Transcriptional analysis by qPCR for hBD2, IL‐1β, IL‐6, IL‐8 and IL‐36ɣ in extracellular vesicles (EVs)‐treated immortalised human keratinocytes (HaCaT cells). qPCR for innate immune markers (A) hBD2, (B) IL‐1β, (C) IL‐6, (D) IL‐8 and (E) IL‐36ɣ in HaCaT cells treated for 24 h with EVs isolated from Cutibacterium acnes strains T5 (phylotype IA₁, normal skin) and A47 (phylotype IA₁, acne skin). Vehicle control was the incubation of cells with the same volume of phosphate‐buffered saline (PBS). Experiments were performed at least three times in triplicate. Significance was considered when p < 0.05 as determined by multiple comparisons using ANOVA analysis. *p < 0.05, **p < 0.01, ***p < 0.001, ****p < 0.0001.

FIGURE 3

Transcriptional analysis by qPCR for hBD2, LL‐37, IL‐1β, IL‐6, IL‐8, IL‐17α and IL‐36ɣ in extracellular vesicles (EVs)‐treated human skin explants. qPCR for innate immune markers (A) hBD2, (B) LL‐37, (C) IL‐1β, (D) IL‐6, (E) IL‐8, (F) IL‐17α and (G) IL‐36ɣ in ex vivo skin explants treated for 24 h with EVs derived from Cutibacterium acnes (C. acnes) strains T5 (phylotype IA₁, normal skin) and A47 (phylotype IA₁, acne skin). Experiments were performed at least three times in triplicate. Significance was considered when p < 0.05 as determined by multiple comparisons using ANOVA analysis. *p < 0.05, **p < 0.01, ****p < 0.0001.

FIGURE 4

Protein analysis by ELISA for innate immune markers IL‐6, IL‐8 and IL‐17α in extracellular vesicles (EVs)‐treated immortalized human keratinocytes (HaCaT cells) and human skin explants.
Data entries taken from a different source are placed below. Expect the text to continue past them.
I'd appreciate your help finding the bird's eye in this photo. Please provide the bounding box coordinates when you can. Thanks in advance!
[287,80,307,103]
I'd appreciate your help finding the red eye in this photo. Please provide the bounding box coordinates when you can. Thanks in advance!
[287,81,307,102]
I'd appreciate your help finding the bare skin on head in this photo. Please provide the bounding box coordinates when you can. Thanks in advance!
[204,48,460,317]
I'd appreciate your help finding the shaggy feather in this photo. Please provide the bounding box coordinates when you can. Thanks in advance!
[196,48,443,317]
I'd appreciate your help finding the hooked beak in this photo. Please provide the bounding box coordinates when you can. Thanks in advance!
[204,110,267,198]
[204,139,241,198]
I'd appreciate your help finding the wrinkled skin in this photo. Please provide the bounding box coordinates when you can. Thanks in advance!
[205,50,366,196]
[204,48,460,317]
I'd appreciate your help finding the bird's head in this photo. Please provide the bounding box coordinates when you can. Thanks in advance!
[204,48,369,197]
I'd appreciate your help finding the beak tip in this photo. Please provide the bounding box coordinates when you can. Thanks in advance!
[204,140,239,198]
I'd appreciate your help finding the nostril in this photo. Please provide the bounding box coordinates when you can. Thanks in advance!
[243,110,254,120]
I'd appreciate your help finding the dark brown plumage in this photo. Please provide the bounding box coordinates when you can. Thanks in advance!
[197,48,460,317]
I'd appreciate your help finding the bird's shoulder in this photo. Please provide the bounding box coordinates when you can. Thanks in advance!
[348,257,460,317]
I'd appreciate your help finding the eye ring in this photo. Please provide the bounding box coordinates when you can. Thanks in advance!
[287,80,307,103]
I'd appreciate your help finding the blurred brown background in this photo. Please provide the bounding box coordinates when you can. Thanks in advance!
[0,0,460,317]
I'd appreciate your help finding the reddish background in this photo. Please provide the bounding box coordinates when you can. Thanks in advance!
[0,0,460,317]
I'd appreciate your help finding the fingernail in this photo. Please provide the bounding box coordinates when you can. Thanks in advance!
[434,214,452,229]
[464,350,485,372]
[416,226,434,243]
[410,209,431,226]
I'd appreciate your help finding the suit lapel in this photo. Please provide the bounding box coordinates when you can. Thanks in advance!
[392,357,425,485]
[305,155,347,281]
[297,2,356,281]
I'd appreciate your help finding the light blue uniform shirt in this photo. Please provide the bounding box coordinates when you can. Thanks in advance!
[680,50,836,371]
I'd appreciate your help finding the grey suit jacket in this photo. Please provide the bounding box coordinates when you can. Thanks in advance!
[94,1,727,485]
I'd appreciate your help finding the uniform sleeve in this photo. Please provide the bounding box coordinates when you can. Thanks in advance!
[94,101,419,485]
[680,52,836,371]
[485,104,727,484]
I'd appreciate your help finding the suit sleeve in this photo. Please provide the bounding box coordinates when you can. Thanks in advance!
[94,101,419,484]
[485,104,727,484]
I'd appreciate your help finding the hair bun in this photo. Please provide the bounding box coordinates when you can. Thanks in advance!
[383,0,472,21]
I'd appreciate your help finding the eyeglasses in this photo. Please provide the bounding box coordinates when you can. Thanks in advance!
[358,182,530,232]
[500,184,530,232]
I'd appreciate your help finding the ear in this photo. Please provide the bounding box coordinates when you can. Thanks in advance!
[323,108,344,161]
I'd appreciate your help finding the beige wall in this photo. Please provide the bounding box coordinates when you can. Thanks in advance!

ELISA for innate immune markers (A) IL‐6 and (B) IL‐8 in HaCaT cells, and (C) IL‐6, (D) IL‐8, and (E) IL‐17α in human skin explants treated for 24 h with EVs derived from Cutibacterium acnes (C. acnes) strains T5 (phylotype IA₁, normal skin) and A47 (phylotype IA₁, acne skin). Experiments were performed at least three times in triplicate. Significance was considered when p < 0.05 as determined by multiple comparisons using ANOVA analysis. *p < 0.05, **p < 0.01, ***p < 0.001, ****p < 0.0001.